Systems Biology Centre, University of Warwick, Coventry, UK.
Bioinformatics. 2012 Jun 15;28(12):i233-41. doi: 10.1093/bioinformatics/bts222.
The generation of time series transcriptomic datasets collected under multiple experimental conditions has proven to be a powerful approach for disentangling complex biological processes, allowing for the reverse engineering of gene regulatory networks (GRNs). Most methods for reverse engineering GRNs from multiple datasets assume that each of the time series were generated from networks with identical topology. In this study, we outline a hierarchical, non-parametric Bayesian approach for reverse engineering GRNs using multiple time series that can be applied in a number of novel situations including: (i) where different, but overlapping sets of transcription factors are expected to bind in the different experimental conditions; that is, where switching events could potentially arise under the different treatments and (ii) for inference in evolutionary related species in which orthologous GRNs exist. More generally, the method can be used to identify context-specific regulation by leveraging time series gene expression data alongside methods that can identify putative lists of transcription factors or transcription factor targets.
The hierarchical inference outperforms related (but non-hierarchical) approaches when the networks used to generate the data were identical, and performs comparably even when the networks used to generate data were independent. The method was subsequently used alongside yeast one hybrid and microarray time series data to infer potential transcriptional switches in Arabidopsis thaliana response to stress. The results confirm previous biological studies and allow for additional insights into gene regulation under various abiotic stresses.
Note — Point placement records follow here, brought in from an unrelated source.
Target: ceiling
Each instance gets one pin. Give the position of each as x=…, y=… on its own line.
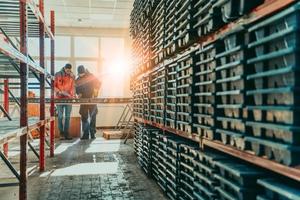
x=90, y=13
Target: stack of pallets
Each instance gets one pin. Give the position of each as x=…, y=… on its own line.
x=172, y=167
x=278, y=188
x=158, y=32
x=273, y=121
x=184, y=22
x=186, y=171
x=206, y=20
x=138, y=99
x=162, y=168
x=170, y=47
x=204, y=174
x=230, y=74
x=205, y=77
x=237, y=180
x=185, y=79
x=146, y=96
x=171, y=85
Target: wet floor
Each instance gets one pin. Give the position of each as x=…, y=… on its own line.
x=93, y=169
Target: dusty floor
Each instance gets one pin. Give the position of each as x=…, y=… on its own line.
x=94, y=169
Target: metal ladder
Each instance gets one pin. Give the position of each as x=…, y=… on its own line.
x=125, y=123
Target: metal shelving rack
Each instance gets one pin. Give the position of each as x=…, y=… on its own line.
x=21, y=19
x=268, y=8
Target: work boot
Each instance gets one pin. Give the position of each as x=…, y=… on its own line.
x=61, y=134
x=67, y=137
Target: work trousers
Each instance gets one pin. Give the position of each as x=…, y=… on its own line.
x=88, y=118
x=64, y=115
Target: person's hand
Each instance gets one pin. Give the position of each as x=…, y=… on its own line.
x=95, y=93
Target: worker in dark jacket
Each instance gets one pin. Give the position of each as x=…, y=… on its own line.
x=87, y=86
x=64, y=85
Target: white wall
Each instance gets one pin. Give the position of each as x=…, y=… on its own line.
x=108, y=113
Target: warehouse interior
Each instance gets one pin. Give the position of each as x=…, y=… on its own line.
x=149, y=99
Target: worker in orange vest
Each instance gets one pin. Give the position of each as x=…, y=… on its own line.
x=87, y=86
x=64, y=85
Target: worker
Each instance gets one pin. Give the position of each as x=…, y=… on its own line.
x=87, y=86
x=64, y=85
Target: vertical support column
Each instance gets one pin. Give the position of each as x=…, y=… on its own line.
x=6, y=107
x=42, y=88
x=52, y=124
x=23, y=101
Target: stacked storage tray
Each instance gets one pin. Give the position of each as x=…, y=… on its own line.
x=137, y=137
x=145, y=151
x=172, y=167
x=138, y=99
x=273, y=118
x=154, y=154
x=153, y=81
x=170, y=46
x=162, y=156
x=160, y=93
x=206, y=20
x=146, y=96
x=139, y=145
x=171, y=93
x=146, y=40
x=278, y=189
x=186, y=171
x=233, y=9
x=205, y=77
x=230, y=72
x=237, y=180
x=158, y=32
x=184, y=101
x=184, y=22
x=204, y=173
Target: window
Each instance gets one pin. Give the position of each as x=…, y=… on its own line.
x=87, y=47
x=114, y=67
x=91, y=66
x=62, y=46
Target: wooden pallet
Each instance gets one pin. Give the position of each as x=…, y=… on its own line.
x=110, y=135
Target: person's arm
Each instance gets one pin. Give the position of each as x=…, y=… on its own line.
x=72, y=91
x=77, y=89
x=97, y=86
x=57, y=89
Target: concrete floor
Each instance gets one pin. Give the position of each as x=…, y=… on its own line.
x=93, y=169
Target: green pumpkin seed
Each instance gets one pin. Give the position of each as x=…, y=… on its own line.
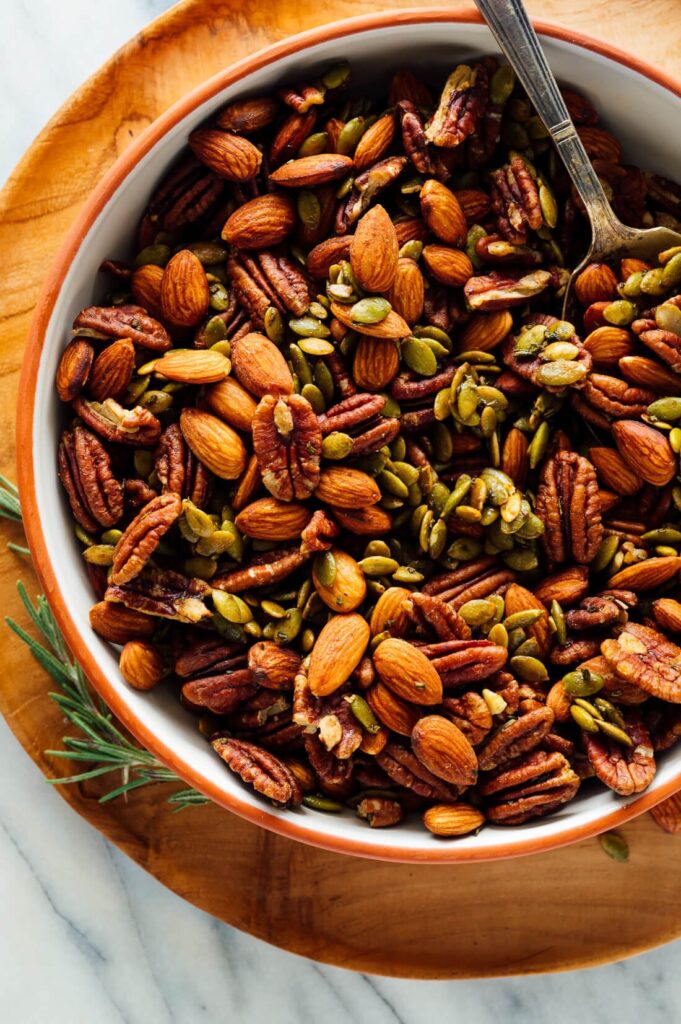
x=419, y=357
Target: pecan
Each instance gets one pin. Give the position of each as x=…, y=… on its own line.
x=125, y=426
x=85, y=470
x=461, y=105
x=515, y=201
x=406, y=769
x=141, y=538
x=537, y=785
x=163, y=593
x=625, y=769
x=186, y=195
x=515, y=737
x=287, y=440
x=124, y=322
x=470, y=713
x=266, y=773
x=645, y=657
x=264, y=569
x=178, y=469
x=567, y=504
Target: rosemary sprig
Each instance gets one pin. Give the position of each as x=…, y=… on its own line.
x=100, y=745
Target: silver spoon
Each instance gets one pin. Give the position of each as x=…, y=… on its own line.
x=610, y=239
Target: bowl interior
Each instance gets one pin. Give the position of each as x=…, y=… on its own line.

The methods outlined in this article have been implemented in Matlab and are available on request.
在多个实验条件下生成时间序列转录组数据集已被证明是一种强大的方法,可以分离复杂的生物过程,并允许对基因调控网络(GRN)进行反向工程。大多数从多个数据集反向工程 GRN 的方法都假设每个时间序列都是由具有相同拓扑结构的网络生成的。在这项研究中,我们概述了一种分层的、非参数贝叶斯方法,用于使用多个时间序列反向工程 GRN,可以应用于多种新情况,包括:(i)不同但重叠的转录因子集预计在不同的实验条件下结合,即潜在的开关事件可能在不同的处理条件下出现;(ii)推断进化相关物种中的直系同源 GRN。更一般地说,该方法可以通过利用时间序列基因表达数据以及可以识别潜在转录因子或转录因子靶标的方法,来识别特定于上下文的调节。
当用于生成数据的网络相同时,分层推断优于相关(但非分层)方法,即使用于生成数据的网络是独立的,它的性能也相当。该方法随后与酵母单杂交和微阵列时间序列数据一起用于推断拟南芥对胁迫的应激反应中的潜在转录开关。结果证实了先前的生物学研究,并允许在各种非生物胁迫下对基因调控进行额外的了解。
本文中概述的方法已在 Matlab 中实现,并可根据要求提供。